Well I finally have a nap time strategy that works well for me, so I thought I’d share.
1. Make a plan – and write it down
This seems fairly obvious, but it took me a while to actually start doing this. I would come up with a plan in my mind, but I would often forget what it was and I still found myself questioning the best use of the time the whole time he was sleeping.
Now I take a few minutes on Sunday and schedule what I plan to do during each nap time throughout the week. I enter it all in my Google calendar. Jame’s naps aren’t always at the exact same time, but he always takes two right now and they’re roughly at 9 and 1:30, so I just use those times on my calendar.
Obviously things change throughout the week, so each night I look at what I’ve planned for the next day and adjust as needed.
2. Don’t save everything for nap time
Sometimes I’ve planned to get something done during nap time, but then I look around and the house is chaos and I decide to spend *just a few minutes* straightening up. It’s never just a few minutes. Even if it is, that’s still time I could have used toward whatever I planned.
So I really try to do that straightening up when James is awake. It is a more efficient use of my time and I also think it’s beneficial to show even very young children that cleaning up is a part of playing and a part of life. Sometimes it’s comical trying to put things away with my little sidekick following me around “fixing” everything, but I just remind myself that I have all the time I need. I also do things like folding laundry while James is playing next to me. Some chores, like sweeping and mopping, are pretty impossible with a baby nearby, but I am often surprised by how much I can get done while he’s happily playing in the living room or kitchen.
3. Divide the time
I’ve pretty much come to terms with the fact that I will never again be fully caught up on everything, at least not for eighteen years or so.
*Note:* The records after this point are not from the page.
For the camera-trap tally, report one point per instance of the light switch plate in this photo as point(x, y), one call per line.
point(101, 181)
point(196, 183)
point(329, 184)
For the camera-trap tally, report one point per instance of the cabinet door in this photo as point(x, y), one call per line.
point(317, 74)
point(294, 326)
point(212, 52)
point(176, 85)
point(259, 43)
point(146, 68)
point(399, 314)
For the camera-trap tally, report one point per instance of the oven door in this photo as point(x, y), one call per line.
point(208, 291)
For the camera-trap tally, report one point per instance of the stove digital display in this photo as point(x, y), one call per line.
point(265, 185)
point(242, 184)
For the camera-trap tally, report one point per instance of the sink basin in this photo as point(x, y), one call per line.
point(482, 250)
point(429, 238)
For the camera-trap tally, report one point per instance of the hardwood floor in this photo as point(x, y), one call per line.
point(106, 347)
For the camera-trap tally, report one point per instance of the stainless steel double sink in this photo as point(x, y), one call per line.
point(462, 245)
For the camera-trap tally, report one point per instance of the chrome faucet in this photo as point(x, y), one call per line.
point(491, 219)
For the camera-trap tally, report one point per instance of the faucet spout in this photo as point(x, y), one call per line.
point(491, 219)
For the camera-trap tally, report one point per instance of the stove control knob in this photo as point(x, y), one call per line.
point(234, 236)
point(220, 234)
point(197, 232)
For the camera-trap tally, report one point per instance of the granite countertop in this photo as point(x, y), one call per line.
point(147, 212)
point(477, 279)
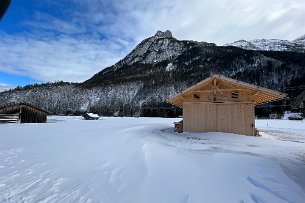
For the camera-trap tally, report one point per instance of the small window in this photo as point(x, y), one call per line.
point(196, 96)
point(234, 94)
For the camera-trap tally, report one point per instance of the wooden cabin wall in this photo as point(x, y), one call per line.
point(219, 117)
point(223, 96)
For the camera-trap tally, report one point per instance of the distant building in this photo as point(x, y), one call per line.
point(221, 104)
point(23, 113)
point(91, 116)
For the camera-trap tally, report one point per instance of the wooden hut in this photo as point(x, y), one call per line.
point(221, 104)
point(23, 113)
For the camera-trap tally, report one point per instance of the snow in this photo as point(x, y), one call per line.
point(93, 115)
point(270, 45)
point(142, 160)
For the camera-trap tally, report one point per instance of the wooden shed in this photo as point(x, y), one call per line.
point(23, 113)
point(221, 104)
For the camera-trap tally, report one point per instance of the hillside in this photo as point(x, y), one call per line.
point(159, 67)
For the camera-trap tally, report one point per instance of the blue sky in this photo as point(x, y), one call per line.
point(71, 40)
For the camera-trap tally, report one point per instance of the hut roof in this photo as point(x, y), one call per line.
point(23, 104)
point(260, 94)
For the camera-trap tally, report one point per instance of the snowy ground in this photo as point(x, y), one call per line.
point(143, 160)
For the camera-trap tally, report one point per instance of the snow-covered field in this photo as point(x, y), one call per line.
point(142, 160)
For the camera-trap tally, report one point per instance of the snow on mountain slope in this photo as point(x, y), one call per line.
point(142, 160)
point(162, 46)
point(271, 45)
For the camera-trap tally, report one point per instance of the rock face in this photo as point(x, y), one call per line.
point(159, 67)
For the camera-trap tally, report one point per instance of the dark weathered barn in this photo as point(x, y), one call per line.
point(23, 113)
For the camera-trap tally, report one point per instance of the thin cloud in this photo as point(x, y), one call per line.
point(4, 87)
point(91, 35)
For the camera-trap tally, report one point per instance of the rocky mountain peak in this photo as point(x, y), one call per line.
point(166, 34)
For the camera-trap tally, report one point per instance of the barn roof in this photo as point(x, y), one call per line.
point(23, 104)
point(260, 94)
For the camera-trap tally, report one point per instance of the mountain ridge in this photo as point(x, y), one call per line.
point(297, 45)
point(157, 68)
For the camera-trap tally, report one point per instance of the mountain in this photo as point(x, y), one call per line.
point(159, 67)
point(297, 45)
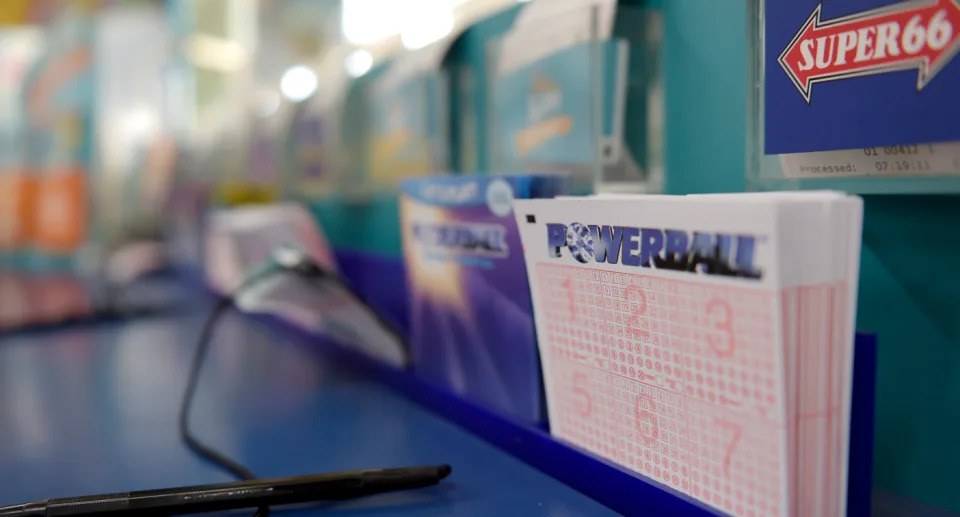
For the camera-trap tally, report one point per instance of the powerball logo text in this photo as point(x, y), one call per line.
point(678, 250)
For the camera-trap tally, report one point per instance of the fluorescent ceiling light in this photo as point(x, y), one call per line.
point(298, 83)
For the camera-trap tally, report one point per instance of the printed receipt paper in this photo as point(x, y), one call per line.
point(705, 341)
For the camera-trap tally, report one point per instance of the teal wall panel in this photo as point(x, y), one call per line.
point(910, 275)
point(705, 95)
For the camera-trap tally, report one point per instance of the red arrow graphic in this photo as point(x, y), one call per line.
point(923, 34)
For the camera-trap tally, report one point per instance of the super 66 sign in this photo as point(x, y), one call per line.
point(856, 73)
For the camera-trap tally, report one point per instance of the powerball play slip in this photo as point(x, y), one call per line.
point(704, 342)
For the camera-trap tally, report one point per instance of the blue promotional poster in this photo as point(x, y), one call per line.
point(472, 329)
point(848, 74)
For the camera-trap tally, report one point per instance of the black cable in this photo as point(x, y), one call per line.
point(204, 451)
point(305, 269)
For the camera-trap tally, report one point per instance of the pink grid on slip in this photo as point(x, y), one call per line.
point(673, 379)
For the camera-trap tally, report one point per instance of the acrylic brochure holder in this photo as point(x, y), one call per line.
point(844, 98)
point(599, 479)
point(606, 482)
point(555, 56)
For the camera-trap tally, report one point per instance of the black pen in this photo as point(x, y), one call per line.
point(242, 494)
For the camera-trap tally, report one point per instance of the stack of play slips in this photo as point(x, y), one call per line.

Housework is pretty quickly undone around here, and that’s okay, it’s just part of this (mostly really fun) stage. Still, I don’t want to spend every minute of James’s nap time cleaning, that’s just no fun and it would leave no time for things I love (like writing this blog!)
So I roughly divide what I work on by his two naps. I generally use his morning nap for computer projects, like the blog, freelance writing, working on his baby book, planning trips, emails, etc. I then use his afternoon nap for cleaning and prepping dinner. This helps the house not get too out of control, but also ensures I have time to work on other things.
This also works for me because I’m a big time morning person, so it makes sense to do the things that require thought / creativity in the morning. I think it helps to figure out what time of day you do your best work.
Obviously he won’t always take two naps. When he moves down to one nap, I’ll probably either divide the time in half, or alternate days, depending on how long his nap winds up being.
4. Commit to relaxation
While it’s tempting to use every second of every nap trying to catch up, that would make me crazy. Everyone needs some time to just chill (and we’ve already established we’re never catching up anyway, so might as well take a break).
I usually use at least one Friday nap and read a book. This is one of my favorite times of the week. It feels luxurious to sit with a book in the middle of the morning and it’s something nice to look forward to at the end of the week. Because I’ve planned it ahead of time, I have an easier time just relaxing instead of thinking about everything I should be doing instead.
5. Be flexible
This is definitely the hardest for me. While I do think it really helps to have a plan, obviously baby isn’t in on this plan and he may only sleep for thirty minutes, regardless of what you need to get done.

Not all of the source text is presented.